La organización Human Rights Watch denunció que el Gobierno estadounidense del presidente Donald Trump ha expulsado al menos 4,353 ciudadanos cubanos hacia territorio mexicano. Estas acciones de control migratorio han dejado a miles de personas extranjeras en condiciones de desprotección dentro de los límites de la frontera sur de México, sin alternativas claras para obtener un estatus legal duradero.
Deportaciones de cubanos hacia México
De acuerdo con un informe técnico publicado por la organización civil Human Rights Watch, los nacionales de Cuba representan más de una tercera parte de los casi 13,000 migrantes de terceros países que han sido deportados por los Estados Unidos hacia México en un periodo que abarca desde el 20 de enero de 2025 hasta el 9 de marzo de 2026.
El análisis detalla que el volumen actual de expulsiones contrasta con la gestión previa del expresidente Joe Biden, periodo en el que se registraba una tasa promedio inferior a los 100 cubanos deportados por mes. Bajo la segunda administración de Donald Trump, los indicadores oficiales de la organización muestran un incremento que supera los 500 retornos mensuales hacia las estaciones fronterizas mexicanas.
La institución de derechos humanos enfatizó que, históricamente, los ciudadanos cubanos no formaban parte de los objetivos prioritarios en las estrategias de control y remoción forzada ejecutadas por las agencias del orden en los Estados Unidos. Sin embargo, las directrices internas cambiaron con el inicio del actual mandato republicano.

Gobierno de Trump realiza masivas deportaciones
Los datos recopilados indican que México ha recibido aproximadamente el 70% del total de las más de 18,000 deportaciones de migrantes de terceras nacionalidades efectuadas durante la presente administración norteamericana. Según expone el documento de la organización, este flujo masivo responde a un acuerdo bilateral de seguridad entre los gobiernos de ambos países cuyo contenido no ha sido revelado de forma pública.

El reporte destaca las condiciones de vulnerabilidad extrema en las que permanecen los migrantes. Testimonios recogidos por el personal de campo señalan que las personas son expulsadas a ciudades mexicanas con altos niveles de criminalidad sin documentación oficial, recursos financieros ni pertenencias personales básicas para su subsistencia.
“Nos están abandonando aquí a morir. No hay ayuda, no podemos trabajar porque no tenemos papeles. No nos dan nada, nada… ¿Cómo se supone que vamos a comer, a pagar la renta?”, declaró formalmente a la organización Harold A., un ciudadano cubano de 58 años que fue deportado tras residir en la nación norteamericana.
Derechos humanos no se cumplen
Human Rights Watch denunció que los ciudadanos afectados padecieron condiciones inhumanas y abusos físicos durante su estancia en los centros de detención migratoria bajo la jurisdicción de los Estados Unidos. Asimismo, se acusó formalmente a las autoridades de vulnerar el derecho constitucional al debido proceso durante las audiencias de asilo y remoción.
Para la elaboración del reporte, el organismo internacional entrevistó de manera directa a 53 personas deportadas en los estados de Chiapas y Tabasco, ubicados en la frontera sur mexicana. La muestra incluyó a 41 hombres originarios de Cuba, cuya mayoría poseía un historial de residencia de años o décadas en los Estados Unidos, particularmente en el estado de Florida, tras haber abandonado su país de origen por motivos de persecución política.


Falta de alternativas legales en la política migratoria mexicana
El marco regulatorio del Gobierno mexicano actual no ofrece un mecanismo administrativo específico para otorgar certeza jurídica o regularización migratoria duradera a este sector, más allá del saturado sistema de refugio local.
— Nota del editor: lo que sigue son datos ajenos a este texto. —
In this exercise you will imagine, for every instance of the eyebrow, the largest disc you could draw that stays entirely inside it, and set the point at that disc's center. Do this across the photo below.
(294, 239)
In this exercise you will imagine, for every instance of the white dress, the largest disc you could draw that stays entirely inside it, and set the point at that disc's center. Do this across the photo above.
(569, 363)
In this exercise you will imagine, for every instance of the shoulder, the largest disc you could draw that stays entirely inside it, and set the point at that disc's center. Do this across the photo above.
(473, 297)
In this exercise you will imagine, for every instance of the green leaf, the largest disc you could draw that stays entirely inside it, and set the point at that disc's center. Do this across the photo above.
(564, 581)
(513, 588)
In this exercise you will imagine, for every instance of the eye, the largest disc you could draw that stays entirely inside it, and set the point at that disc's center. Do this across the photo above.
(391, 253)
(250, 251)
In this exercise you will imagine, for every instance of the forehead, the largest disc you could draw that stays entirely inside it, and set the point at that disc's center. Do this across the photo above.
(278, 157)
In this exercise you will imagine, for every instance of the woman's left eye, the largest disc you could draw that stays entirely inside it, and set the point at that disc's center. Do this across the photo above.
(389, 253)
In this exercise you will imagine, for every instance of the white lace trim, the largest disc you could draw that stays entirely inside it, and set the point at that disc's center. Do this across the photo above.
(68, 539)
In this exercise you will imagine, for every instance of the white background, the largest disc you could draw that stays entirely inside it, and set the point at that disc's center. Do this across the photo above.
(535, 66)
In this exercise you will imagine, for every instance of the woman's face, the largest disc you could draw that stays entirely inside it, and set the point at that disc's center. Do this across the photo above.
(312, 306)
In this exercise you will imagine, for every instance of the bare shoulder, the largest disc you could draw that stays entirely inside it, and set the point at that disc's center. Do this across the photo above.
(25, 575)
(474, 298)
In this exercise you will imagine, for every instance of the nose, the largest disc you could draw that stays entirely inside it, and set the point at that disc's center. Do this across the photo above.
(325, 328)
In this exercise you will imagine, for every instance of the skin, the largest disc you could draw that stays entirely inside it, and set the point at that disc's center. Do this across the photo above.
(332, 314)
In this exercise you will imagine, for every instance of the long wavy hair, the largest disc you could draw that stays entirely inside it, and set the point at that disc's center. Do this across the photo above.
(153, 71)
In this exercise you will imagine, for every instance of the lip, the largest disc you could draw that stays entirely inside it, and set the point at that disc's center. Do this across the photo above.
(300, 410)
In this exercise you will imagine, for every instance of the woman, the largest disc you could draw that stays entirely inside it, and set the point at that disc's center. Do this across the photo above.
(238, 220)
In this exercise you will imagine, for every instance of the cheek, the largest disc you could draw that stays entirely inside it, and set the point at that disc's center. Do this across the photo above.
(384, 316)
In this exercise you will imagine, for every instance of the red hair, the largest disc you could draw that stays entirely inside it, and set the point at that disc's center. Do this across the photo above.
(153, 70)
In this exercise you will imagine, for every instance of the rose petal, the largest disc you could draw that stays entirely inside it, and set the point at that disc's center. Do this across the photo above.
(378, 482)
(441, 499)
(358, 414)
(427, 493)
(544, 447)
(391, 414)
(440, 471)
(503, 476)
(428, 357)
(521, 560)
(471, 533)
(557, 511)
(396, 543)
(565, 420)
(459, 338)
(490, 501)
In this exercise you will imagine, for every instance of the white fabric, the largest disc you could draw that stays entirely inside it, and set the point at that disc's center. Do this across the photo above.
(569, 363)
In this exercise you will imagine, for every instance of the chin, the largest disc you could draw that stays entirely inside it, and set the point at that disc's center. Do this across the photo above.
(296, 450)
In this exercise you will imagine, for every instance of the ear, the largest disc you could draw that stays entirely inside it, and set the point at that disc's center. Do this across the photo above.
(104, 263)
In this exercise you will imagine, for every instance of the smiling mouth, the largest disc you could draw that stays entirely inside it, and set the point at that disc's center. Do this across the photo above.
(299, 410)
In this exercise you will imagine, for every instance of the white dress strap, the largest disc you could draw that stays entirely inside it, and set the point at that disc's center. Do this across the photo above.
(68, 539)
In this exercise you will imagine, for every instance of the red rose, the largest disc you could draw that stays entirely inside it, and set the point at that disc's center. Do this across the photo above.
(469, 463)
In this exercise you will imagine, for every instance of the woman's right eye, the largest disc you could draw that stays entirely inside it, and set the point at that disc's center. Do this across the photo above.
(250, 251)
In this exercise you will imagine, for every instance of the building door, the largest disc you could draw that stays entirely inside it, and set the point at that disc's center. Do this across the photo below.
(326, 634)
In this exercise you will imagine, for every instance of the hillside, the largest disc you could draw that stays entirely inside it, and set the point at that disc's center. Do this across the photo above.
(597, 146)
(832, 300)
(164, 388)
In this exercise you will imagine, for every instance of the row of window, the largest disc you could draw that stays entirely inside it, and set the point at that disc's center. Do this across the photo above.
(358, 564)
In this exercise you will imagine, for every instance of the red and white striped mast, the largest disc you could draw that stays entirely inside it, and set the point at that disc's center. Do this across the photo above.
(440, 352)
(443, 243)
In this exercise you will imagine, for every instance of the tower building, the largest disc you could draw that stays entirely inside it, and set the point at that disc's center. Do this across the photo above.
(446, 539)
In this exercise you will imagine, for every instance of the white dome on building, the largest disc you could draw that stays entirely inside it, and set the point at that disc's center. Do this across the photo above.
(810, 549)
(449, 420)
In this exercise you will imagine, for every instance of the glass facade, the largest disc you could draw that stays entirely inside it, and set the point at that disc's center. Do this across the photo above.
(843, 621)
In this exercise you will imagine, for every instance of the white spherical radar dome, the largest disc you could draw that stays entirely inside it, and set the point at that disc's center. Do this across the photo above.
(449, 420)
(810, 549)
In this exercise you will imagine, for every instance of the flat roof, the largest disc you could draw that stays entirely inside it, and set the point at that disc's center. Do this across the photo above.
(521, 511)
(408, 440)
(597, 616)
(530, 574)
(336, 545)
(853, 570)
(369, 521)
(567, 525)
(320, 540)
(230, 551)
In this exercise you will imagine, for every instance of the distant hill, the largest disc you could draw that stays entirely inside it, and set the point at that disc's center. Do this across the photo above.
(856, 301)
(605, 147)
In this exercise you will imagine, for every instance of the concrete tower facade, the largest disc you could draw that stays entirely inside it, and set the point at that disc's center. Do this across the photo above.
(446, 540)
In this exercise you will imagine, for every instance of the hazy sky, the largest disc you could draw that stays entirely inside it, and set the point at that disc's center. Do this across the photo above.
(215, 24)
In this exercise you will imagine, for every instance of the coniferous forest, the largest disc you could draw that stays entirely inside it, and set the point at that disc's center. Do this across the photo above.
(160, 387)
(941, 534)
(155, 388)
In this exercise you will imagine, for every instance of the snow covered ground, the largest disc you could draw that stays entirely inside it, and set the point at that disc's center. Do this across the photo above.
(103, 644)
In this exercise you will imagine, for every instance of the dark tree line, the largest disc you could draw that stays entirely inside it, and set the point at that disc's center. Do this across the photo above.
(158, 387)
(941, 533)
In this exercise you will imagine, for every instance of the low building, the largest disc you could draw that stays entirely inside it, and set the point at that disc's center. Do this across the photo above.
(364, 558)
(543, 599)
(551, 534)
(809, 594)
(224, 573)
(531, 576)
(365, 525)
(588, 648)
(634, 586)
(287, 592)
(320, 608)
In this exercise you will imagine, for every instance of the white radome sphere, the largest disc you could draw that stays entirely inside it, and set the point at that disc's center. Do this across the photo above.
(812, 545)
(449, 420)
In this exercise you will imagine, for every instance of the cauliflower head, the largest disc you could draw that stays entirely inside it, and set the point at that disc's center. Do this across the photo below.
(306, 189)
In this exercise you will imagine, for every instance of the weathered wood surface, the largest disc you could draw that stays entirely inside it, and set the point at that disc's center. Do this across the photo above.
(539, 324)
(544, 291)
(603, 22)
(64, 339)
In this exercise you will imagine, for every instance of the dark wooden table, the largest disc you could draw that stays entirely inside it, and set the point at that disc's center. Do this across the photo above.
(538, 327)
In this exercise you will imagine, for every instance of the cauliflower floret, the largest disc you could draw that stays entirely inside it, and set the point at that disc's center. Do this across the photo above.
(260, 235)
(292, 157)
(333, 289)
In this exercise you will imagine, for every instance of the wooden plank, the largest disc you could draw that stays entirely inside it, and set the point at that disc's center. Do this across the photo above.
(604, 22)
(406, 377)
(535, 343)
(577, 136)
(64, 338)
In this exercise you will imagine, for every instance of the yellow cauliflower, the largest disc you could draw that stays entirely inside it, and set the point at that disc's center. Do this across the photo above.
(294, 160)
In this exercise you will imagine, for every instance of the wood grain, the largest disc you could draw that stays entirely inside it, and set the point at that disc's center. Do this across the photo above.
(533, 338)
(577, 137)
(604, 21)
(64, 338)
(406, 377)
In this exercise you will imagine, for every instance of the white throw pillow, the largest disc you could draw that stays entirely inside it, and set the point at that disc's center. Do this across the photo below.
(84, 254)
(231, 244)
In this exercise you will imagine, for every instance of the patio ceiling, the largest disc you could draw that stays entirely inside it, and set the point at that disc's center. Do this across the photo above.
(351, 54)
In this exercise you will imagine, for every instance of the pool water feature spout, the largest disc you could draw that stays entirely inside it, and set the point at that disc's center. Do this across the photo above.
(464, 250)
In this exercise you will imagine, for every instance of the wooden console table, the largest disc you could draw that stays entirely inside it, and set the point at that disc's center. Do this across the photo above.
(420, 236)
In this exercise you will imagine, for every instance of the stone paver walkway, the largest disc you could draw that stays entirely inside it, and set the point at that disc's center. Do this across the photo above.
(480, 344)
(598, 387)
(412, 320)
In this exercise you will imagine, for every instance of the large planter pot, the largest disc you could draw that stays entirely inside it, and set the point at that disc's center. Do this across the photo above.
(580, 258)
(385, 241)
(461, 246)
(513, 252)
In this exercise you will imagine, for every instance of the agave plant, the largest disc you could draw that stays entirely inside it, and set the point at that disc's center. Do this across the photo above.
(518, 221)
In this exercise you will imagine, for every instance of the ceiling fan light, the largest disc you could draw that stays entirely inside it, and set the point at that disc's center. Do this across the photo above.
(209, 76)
Esta parálisis institucional expone a los migrantes a redes de extorsión y explotación operadas por agrupaciones delictivas transnacionales.
Alcira Silva Hava, autora principal de la investigación, advirtió sobre los riesgos asociados a la falta de opciones legales. “Fuera del sistema de refugio, al que muchos no pueden acceder, el Gobierno de México no ofrece ninguna vía para que estas personas reciban un estatus legal duradero”, puntualizó la especialista en el informe.
Finalmente, el documento resalta una contradicción en la agenda exterior de la Casa Blanca, dado que la expulsión sistemática de cubanos coexiste con una política de asfixia diplomática hacia el gobierno comunista de la isla, evidenciada tras la imputación criminal por narcotráfico presentada la semana pasada en Miami contra el expresidente Raúl Castro.